Adding insult to injury is when this takes place with a spouse abandoned by a cheater.
These individuals fail to recognize some spouses never get a chance to reconcile or restore their marriages following infidelity discovery. The adulterous spouse blows up the marriage with their sin and compounds that sin by running away adding even more rejection upon the heaping pile of emotional and spiritual trauma left at their faithful spouses’ feet.
Then the religious community takes over blaming the abandoned and soul raped spouse for being such.
It’s downright wicked.
While I was going through my ecclesiastical trial–a now, thankfully, defunct process with that denomination–I was especially angered by this lack of recognition. The documents and questions guiding the process seemed to assume the divorced pastor was always in the driver’s seat when it came to the divorce.
This was far from true in my situation, and I know is not true for many others as well.
Sometimes a spouse is given no choice in the matter of the divorce.
Now, I am glad I am divorced from my cheating ex-wife today. It has opened the doors to the amazing family I have now. I am truly blessed.

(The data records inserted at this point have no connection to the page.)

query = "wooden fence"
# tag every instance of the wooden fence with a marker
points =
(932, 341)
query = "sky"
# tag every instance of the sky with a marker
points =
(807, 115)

Nevertheless, I am concerned as a Christian community about how poorly we handle situations like my own three years ago. I am concerned by the subtle blame-shifting, like Eliphaz, onto the abandoned spouse.
It is as if–even sincere–Christians think an abandoned spouse “got what was coming” to him/her!
The abandoned spouse is blamed for not controlling choices made by another person–i.e. their former spouse. This adds further shame and pain as the faithful spouse is not accountable and cannot control the choices of another human being (see II Cor 5:10). It rubs salt in the wounds of powerlessness that I assure you are especially raw at this time.
Let’s be a church and people that sits in the ashes with our grieved friends (see Job 2:13).
The church does not need more arrogant Eliphazes on these matters.